O influencer torce pelo casal fora do BBB 24. "Eles têm uma energia bacana, se respeitam, não se cobram, um faz bem ao outro É uma relação saudável de acompanhar. Quanto a shippar MaBelle, não sei se consigo (...). Não sou uma pessoa romântica, não tenho espírito 'caprichete'. Acho que relacionamento dentro do BBB é uma corda-bamba, pois sempre vai existir o risco do seu sentimento pelo outro ofuscar a sua jornada. Por isso, lá dentro, eu não shippo. Aqui fora, se for da vontade, acho que formariam um belo par", confessou em entrevista à Quem.
Conhecidos há dois anos, ele contou como começou a amizade: "A conversa fluiu demais. Fiquei encantando pela energia e pelo carisma dela. Decidimos viajar juntos para a cidade de Manacapuru para que ela me apresentasse a sua 'filha', a arara Jackson. Além disso, foi a Isa que me apresentou e que me fez gostar do açaí. Combinamos dela me ensinar uma coreografia de cunhã-poranga. Então nos tornamos amigos".
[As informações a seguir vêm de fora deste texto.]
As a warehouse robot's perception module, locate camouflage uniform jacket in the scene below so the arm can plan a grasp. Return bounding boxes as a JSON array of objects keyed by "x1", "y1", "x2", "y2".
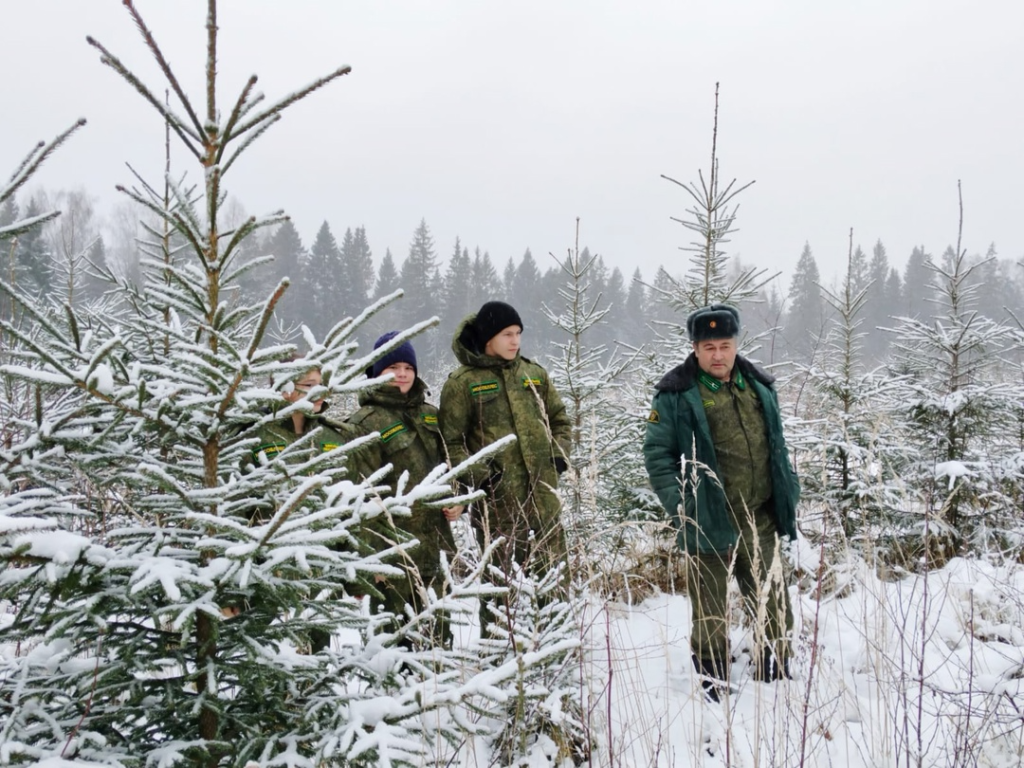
[
  {"x1": 643, "y1": 354, "x2": 800, "y2": 554},
  {"x1": 344, "y1": 378, "x2": 455, "y2": 579},
  {"x1": 252, "y1": 402, "x2": 346, "y2": 463},
  {"x1": 246, "y1": 402, "x2": 347, "y2": 521},
  {"x1": 440, "y1": 314, "x2": 572, "y2": 548}
]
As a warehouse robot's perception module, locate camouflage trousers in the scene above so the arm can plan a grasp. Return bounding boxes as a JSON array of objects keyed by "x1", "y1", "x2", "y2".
[
  {"x1": 370, "y1": 565, "x2": 453, "y2": 648},
  {"x1": 686, "y1": 504, "x2": 793, "y2": 679},
  {"x1": 470, "y1": 500, "x2": 569, "y2": 638}
]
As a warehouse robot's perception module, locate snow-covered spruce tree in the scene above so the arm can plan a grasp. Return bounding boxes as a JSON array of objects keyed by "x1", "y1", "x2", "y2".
[
  {"x1": 792, "y1": 230, "x2": 901, "y2": 543},
  {"x1": 0, "y1": 120, "x2": 85, "y2": 520},
  {"x1": 545, "y1": 219, "x2": 651, "y2": 574},
  {"x1": 651, "y1": 83, "x2": 775, "y2": 340},
  {"x1": 0, "y1": 0, "x2": 509, "y2": 766},
  {"x1": 883, "y1": 185, "x2": 1021, "y2": 564}
]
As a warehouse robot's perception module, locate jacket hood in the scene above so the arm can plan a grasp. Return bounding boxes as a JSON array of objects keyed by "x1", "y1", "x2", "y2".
[
  {"x1": 654, "y1": 352, "x2": 775, "y2": 392},
  {"x1": 452, "y1": 312, "x2": 519, "y2": 368},
  {"x1": 359, "y1": 376, "x2": 427, "y2": 409}
]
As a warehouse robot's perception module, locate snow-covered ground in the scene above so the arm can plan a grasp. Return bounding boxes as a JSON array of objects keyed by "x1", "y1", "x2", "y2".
[
  {"x1": 577, "y1": 560, "x2": 1024, "y2": 768},
  {"x1": 5, "y1": 549, "x2": 1024, "y2": 768}
]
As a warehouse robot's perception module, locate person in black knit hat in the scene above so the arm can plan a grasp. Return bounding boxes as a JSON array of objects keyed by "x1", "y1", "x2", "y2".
[
  {"x1": 439, "y1": 301, "x2": 572, "y2": 634},
  {"x1": 344, "y1": 331, "x2": 462, "y2": 647}
]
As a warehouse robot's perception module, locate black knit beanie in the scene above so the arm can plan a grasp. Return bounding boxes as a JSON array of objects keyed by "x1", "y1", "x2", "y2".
[
  {"x1": 367, "y1": 331, "x2": 420, "y2": 379},
  {"x1": 473, "y1": 301, "x2": 522, "y2": 350}
]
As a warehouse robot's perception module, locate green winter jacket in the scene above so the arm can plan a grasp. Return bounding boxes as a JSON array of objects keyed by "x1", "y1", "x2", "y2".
[
  {"x1": 440, "y1": 314, "x2": 572, "y2": 538},
  {"x1": 643, "y1": 354, "x2": 800, "y2": 554},
  {"x1": 344, "y1": 378, "x2": 455, "y2": 581}
]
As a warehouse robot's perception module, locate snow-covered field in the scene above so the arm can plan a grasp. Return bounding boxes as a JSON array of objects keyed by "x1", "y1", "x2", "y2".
[
  {"x1": 577, "y1": 560, "x2": 1024, "y2": 768},
  {"x1": 4, "y1": 549, "x2": 1024, "y2": 768}
]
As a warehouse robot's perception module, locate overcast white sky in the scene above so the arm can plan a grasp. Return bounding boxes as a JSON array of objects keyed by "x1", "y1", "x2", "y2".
[{"x1": 0, "y1": 0, "x2": 1024, "y2": 291}]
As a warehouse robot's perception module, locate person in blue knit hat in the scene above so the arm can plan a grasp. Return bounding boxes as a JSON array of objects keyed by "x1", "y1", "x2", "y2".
[{"x1": 345, "y1": 331, "x2": 462, "y2": 646}]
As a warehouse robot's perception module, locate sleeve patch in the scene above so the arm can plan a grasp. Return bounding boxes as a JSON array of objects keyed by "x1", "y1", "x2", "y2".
[
  {"x1": 469, "y1": 379, "x2": 501, "y2": 397},
  {"x1": 381, "y1": 421, "x2": 406, "y2": 442},
  {"x1": 253, "y1": 442, "x2": 288, "y2": 459}
]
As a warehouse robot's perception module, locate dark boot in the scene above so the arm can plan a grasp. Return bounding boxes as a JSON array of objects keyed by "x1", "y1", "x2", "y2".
[
  {"x1": 754, "y1": 648, "x2": 793, "y2": 683},
  {"x1": 691, "y1": 653, "x2": 729, "y2": 703}
]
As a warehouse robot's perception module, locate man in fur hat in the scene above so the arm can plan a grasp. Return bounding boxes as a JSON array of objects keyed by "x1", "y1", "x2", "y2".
[{"x1": 644, "y1": 304, "x2": 800, "y2": 700}]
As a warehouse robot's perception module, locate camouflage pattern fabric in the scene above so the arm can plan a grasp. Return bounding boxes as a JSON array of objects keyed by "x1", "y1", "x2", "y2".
[
  {"x1": 344, "y1": 378, "x2": 456, "y2": 644},
  {"x1": 440, "y1": 314, "x2": 571, "y2": 593}
]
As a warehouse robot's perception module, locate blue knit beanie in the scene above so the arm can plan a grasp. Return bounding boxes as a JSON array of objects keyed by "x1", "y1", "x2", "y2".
[{"x1": 367, "y1": 331, "x2": 420, "y2": 379}]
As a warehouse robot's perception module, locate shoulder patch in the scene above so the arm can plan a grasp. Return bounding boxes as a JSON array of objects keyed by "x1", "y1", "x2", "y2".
[
  {"x1": 469, "y1": 379, "x2": 501, "y2": 397},
  {"x1": 345, "y1": 406, "x2": 374, "y2": 424},
  {"x1": 381, "y1": 421, "x2": 406, "y2": 442}
]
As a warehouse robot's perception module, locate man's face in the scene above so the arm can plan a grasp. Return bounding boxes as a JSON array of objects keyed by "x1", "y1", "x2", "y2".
[
  {"x1": 483, "y1": 326, "x2": 522, "y2": 360},
  {"x1": 381, "y1": 362, "x2": 416, "y2": 394},
  {"x1": 284, "y1": 368, "x2": 324, "y2": 414},
  {"x1": 693, "y1": 339, "x2": 736, "y2": 381}
]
O ex-BBB desconfiou de sua participação no programa: "Ela não me contou sobre o BBB, mas nem precisava. Claro que falamos sobre o programa nas nossas conversas, e logo de cara captei que ela poderia estar na seletiva pelas coisas que falou. Não me pergunte como eu abstraí isso. Deve ser coisa de quem já passou pelo processo seletivo. A gente sempre sabe. Um mês depois, lá estava ela anunciada para entrar na casa e as minhas suspeitas não diminuíram em nada a minha surpresa ao vê-la no anúncio".
Vyni também analisou o jogo de Isabelle: "Enxergo o jogo da Isa como limpo e honesto. Desde os primeiros Paredões ela tem dado votos certeiros, tem se posicionado com precisão e elegância e tem sido cautelosa. Isso não a torna uma planta. Infelizmente, as pessoas têm uma visão errada de que 'jogo é sinônimo de gritaria, briga, dedo na cara, ser perseguido'. Apesar de ela estar indo bem, diria para continuar não cedendo às pressões dos outros e ter sua própria opinião. Mas diria para ela dar um pouco do que o público quer: um pouco mais de embates diretos, de fogo no parquinho e, claro, um pouco mais de loucura tribal".